NTSB report states driver engaged Autopilot seconds before deadly crash.
A Tesla Model 3 had Autopilot engaged seconds before it crashed into a semi truck in March, killing the driver, the National Transportation Safety Board reported on Thursday.
Jeremy Banner was driving his Model 3 on a four-lane highway in Palm Beach County, Florida. As the Tesla approached a driveway, a semi truck pulled out in front of the car, making a left-hand turn from the driveway to the opposite travel lanes.
The Tesla 3 was traveling at approximately 68mph then slid under the truck’s trailer. The trailer severed off the top of the car, killing Banner. The vehicle continued down the road for another 1,600 feet before coming to a rest in the median.

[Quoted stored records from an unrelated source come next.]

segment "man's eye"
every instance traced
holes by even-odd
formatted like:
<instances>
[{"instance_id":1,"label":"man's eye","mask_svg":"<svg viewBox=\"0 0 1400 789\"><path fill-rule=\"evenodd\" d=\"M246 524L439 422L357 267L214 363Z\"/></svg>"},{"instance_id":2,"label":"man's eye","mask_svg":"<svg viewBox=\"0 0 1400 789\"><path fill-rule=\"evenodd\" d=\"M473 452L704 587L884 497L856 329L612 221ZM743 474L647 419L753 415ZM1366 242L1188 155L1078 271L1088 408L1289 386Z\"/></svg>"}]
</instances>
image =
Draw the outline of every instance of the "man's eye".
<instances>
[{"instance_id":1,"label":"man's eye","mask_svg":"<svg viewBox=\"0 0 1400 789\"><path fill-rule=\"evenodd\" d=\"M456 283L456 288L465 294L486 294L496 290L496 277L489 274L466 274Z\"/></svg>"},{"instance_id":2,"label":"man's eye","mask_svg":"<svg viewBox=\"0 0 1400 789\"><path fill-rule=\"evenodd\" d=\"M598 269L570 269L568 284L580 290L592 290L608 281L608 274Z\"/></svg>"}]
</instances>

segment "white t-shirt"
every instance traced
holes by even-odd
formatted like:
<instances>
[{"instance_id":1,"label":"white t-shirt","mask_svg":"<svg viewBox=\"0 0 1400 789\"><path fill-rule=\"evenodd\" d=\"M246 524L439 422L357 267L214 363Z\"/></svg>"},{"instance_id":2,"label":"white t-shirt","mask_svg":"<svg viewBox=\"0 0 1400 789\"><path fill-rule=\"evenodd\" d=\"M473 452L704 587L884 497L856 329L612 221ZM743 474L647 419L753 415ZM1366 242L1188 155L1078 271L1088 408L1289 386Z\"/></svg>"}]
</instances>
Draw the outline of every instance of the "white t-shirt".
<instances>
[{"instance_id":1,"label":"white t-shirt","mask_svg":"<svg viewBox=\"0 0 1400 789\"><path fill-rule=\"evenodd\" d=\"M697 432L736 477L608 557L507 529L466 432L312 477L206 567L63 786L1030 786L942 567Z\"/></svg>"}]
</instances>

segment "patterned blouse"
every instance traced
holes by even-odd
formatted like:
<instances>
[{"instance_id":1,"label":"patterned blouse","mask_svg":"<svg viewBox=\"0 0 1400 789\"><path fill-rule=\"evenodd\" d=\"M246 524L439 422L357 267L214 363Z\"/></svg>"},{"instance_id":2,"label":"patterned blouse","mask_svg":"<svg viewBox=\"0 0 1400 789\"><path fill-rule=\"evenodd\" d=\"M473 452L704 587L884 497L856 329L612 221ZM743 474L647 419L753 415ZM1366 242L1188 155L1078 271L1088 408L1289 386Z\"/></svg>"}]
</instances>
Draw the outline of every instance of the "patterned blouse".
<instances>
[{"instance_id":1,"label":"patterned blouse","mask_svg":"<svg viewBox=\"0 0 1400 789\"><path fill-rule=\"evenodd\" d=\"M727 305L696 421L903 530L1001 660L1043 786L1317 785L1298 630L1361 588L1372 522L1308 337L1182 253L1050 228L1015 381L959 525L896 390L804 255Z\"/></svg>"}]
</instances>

“Preliminary data show that the Tesla’s Autopilot system… was active at the time of the crash,” the NTSB reports. “The driver engaged the Autopilot about 10 seconds before the collision. From less than 8 seconds before the crash to the time of impact, the vehicle did not detect the driver’s hands on the steering wheel.”

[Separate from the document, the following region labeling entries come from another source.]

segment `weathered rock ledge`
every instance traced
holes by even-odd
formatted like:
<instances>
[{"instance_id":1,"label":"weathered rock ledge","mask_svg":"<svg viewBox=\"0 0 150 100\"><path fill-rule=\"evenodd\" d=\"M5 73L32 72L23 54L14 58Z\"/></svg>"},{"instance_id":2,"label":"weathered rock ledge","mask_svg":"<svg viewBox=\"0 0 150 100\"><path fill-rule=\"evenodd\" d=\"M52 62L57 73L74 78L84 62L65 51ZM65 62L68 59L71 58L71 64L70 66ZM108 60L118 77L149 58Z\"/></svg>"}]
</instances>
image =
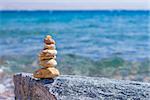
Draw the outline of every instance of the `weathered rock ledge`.
<instances>
[{"instance_id":1,"label":"weathered rock ledge","mask_svg":"<svg viewBox=\"0 0 150 100\"><path fill-rule=\"evenodd\" d=\"M16 100L149 100L150 83L62 75L38 80L14 75Z\"/></svg>"}]
</instances>

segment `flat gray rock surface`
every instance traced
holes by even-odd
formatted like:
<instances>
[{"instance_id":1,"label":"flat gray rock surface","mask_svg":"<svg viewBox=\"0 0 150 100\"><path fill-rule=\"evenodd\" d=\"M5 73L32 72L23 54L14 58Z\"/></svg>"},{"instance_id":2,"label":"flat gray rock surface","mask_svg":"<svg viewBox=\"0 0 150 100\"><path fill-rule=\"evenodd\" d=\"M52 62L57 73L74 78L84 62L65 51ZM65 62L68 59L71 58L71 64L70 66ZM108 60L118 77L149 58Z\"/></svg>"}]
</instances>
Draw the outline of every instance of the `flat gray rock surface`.
<instances>
[{"instance_id":1,"label":"flat gray rock surface","mask_svg":"<svg viewBox=\"0 0 150 100\"><path fill-rule=\"evenodd\" d=\"M72 75L40 80L19 73L14 84L17 100L150 100L150 83L135 81Z\"/></svg>"}]
</instances>

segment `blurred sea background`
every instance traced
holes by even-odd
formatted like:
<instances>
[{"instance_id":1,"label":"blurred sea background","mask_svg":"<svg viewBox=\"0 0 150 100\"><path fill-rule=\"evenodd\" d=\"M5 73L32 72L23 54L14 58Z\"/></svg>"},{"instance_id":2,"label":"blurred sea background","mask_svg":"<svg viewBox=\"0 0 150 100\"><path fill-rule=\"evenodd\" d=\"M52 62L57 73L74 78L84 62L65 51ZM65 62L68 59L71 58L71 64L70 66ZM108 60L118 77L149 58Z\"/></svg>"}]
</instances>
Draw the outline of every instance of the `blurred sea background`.
<instances>
[{"instance_id":1,"label":"blurred sea background","mask_svg":"<svg viewBox=\"0 0 150 100\"><path fill-rule=\"evenodd\" d=\"M48 34L56 41L61 74L150 82L149 14L0 11L1 82L8 84L12 80L6 77L40 68L38 53Z\"/></svg>"}]
</instances>

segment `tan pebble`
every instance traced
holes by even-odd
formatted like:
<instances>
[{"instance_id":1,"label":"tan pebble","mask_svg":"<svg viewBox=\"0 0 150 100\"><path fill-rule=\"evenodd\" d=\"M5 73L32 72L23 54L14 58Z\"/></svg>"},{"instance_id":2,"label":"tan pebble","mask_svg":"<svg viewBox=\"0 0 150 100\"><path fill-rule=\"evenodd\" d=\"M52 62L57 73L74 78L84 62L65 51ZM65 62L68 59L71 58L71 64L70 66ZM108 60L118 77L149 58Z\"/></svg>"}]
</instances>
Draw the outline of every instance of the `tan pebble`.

The NTSB says that preliminary data suggests that neither the driver nor the Autopilot system made evasive maneuvers.
“We are deeply saddened by this accident and our thoughts are with everyone affected by this tragedy,” a Tesla spokeswoman wrote by email. “Tesla drivers have logged more than one billion miles with Autopilot engaged, and our data shows that, when used properly by an attentive driver who is prepared to take control at all times, drivers supported by Autopilot are safer than those operating without assistance.”

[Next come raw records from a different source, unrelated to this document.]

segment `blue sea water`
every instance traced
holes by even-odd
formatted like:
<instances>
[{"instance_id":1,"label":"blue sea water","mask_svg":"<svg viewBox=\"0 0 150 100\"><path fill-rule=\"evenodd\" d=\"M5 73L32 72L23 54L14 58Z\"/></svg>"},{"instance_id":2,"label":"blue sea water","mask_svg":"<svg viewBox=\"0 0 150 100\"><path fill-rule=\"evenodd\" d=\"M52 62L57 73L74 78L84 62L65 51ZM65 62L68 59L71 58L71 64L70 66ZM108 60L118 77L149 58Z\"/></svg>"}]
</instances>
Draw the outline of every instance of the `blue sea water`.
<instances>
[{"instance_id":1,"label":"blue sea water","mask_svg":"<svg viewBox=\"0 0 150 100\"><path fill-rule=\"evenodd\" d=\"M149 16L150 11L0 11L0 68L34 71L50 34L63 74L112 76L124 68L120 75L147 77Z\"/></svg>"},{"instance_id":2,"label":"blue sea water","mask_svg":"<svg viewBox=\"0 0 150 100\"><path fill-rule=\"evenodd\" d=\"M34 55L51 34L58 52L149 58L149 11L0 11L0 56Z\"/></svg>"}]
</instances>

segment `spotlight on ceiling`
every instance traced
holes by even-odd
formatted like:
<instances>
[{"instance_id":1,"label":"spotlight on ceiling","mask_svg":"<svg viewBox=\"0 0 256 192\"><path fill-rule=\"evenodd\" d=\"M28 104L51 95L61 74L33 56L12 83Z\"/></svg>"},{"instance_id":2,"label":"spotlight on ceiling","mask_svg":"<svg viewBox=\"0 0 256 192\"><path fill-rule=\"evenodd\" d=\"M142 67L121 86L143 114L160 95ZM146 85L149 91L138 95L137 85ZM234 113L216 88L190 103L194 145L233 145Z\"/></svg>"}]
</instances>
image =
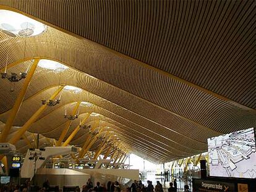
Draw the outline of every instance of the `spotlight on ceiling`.
<instances>
[{"instance_id":1,"label":"spotlight on ceiling","mask_svg":"<svg viewBox=\"0 0 256 192\"><path fill-rule=\"evenodd\" d=\"M9 36L32 36L41 34L46 28L45 24L27 16L0 9L0 31Z\"/></svg>"},{"instance_id":2,"label":"spotlight on ceiling","mask_svg":"<svg viewBox=\"0 0 256 192\"><path fill-rule=\"evenodd\" d=\"M47 105L49 107L53 107L56 106L58 104L59 104L61 99L54 99L54 100L41 100L43 105Z\"/></svg>"}]
</instances>

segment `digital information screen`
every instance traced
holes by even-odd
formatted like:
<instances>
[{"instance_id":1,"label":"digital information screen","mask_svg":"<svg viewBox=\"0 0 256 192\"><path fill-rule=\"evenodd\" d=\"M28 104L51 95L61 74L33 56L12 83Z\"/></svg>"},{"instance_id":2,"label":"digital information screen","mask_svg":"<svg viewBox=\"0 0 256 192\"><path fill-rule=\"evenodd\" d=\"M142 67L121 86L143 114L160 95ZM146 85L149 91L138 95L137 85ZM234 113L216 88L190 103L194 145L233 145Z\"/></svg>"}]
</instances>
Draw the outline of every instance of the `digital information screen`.
<instances>
[{"instance_id":1,"label":"digital information screen","mask_svg":"<svg viewBox=\"0 0 256 192\"><path fill-rule=\"evenodd\" d=\"M1 176L0 182L1 184L7 184L10 183L10 177Z\"/></svg>"},{"instance_id":2,"label":"digital information screen","mask_svg":"<svg viewBox=\"0 0 256 192\"><path fill-rule=\"evenodd\" d=\"M208 139L210 175L256 178L255 128Z\"/></svg>"},{"instance_id":3,"label":"digital information screen","mask_svg":"<svg viewBox=\"0 0 256 192\"><path fill-rule=\"evenodd\" d=\"M13 156L12 157L12 162L20 162L21 161L21 158L20 156Z\"/></svg>"},{"instance_id":4,"label":"digital information screen","mask_svg":"<svg viewBox=\"0 0 256 192\"><path fill-rule=\"evenodd\" d=\"M20 168L20 163L19 162L13 162L12 163L12 168Z\"/></svg>"}]
</instances>

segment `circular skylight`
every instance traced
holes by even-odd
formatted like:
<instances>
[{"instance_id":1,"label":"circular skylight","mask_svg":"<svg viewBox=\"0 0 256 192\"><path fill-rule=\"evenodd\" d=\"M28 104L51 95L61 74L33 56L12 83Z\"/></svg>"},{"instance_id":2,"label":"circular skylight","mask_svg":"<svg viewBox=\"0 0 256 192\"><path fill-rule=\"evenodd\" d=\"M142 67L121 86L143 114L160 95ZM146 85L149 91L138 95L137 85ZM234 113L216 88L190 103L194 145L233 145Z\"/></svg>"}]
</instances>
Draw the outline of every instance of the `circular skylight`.
<instances>
[{"instance_id":1,"label":"circular skylight","mask_svg":"<svg viewBox=\"0 0 256 192\"><path fill-rule=\"evenodd\" d=\"M73 93L79 93L82 91L82 89L79 88L78 87L70 85L65 86L64 90L72 91Z\"/></svg>"},{"instance_id":2,"label":"circular skylight","mask_svg":"<svg viewBox=\"0 0 256 192\"><path fill-rule=\"evenodd\" d=\"M0 9L0 31L15 37L41 34L47 28L45 24L17 12Z\"/></svg>"},{"instance_id":3,"label":"circular skylight","mask_svg":"<svg viewBox=\"0 0 256 192\"><path fill-rule=\"evenodd\" d=\"M81 104L88 107L92 107L93 105L92 103L87 101L82 101Z\"/></svg>"},{"instance_id":4,"label":"circular skylight","mask_svg":"<svg viewBox=\"0 0 256 192\"><path fill-rule=\"evenodd\" d=\"M41 59L38 62L38 66L41 68L52 70L56 73L62 72L64 70L69 69L69 67L57 61L48 59Z\"/></svg>"},{"instance_id":5,"label":"circular skylight","mask_svg":"<svg viewBox=\"0 0 256 192\"><path fill-rule=\"evenodd\" d=\"M97 113L96 113L96 112L92 112L92 113L91 114L91 115L92 115L92 116L94 116L94 117L97 117L97 116L99 116L99 115L100 115L100 114L97 114Z\"/></svg>"}]
</instances>

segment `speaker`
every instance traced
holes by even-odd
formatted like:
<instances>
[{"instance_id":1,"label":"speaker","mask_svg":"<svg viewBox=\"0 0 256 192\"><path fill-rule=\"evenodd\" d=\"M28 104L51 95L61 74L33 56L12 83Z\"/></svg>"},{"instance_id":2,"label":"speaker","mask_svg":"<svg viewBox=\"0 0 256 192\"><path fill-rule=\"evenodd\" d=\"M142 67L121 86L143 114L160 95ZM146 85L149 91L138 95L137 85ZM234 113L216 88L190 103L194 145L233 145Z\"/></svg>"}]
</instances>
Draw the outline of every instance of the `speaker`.
<instances>
[{"instance_id":1,"label":"speaker","mask_svg":"<svg viewBox=\"0 0 256 192\"><path fill-rule=\"evenodd\" d=\"M201 170L206 169L206 160L200 160L200 167Z\"/></svg>"}]
</instances>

Tesla vehicles are shipped with a second-generation Autopilot system that Tesla developed in-house. By the time of Banner’s death, Tesla’s engineers had had more than two years to mitigate the system and avoid a repeat of the situation that led to Brown’s death.
Adaptive cruise control systems like Autopilot traditionally rely mostly on radar to avoid running into other vehicles on the road. Because radar can detect Doppler shifts, it is good at detecting moving objects. But it is not good at recognizing stationary objects (or objects, like a truck crossing the road, that are not moving in the car’s direction of travel). Radar systems lack the angular resolution to distinguish a truck crossing the road from a large street sign suspended over the road, so they tend to simply ignore stationary objects. That has led to Tesla cars (and cars from other manufacturers) plowing into parked cars and concrete barriers.
Sadly, lidar with sufficient range and reliability for self-driving cars still costs tens of thousands of dollars, making it hard for mainstream use in customer-owned cars. Tesla CEO Elon Musk has opinions of a different criticism of lidar, describing it as a crutch that will actually hamper companies’ progress toward full self-driving.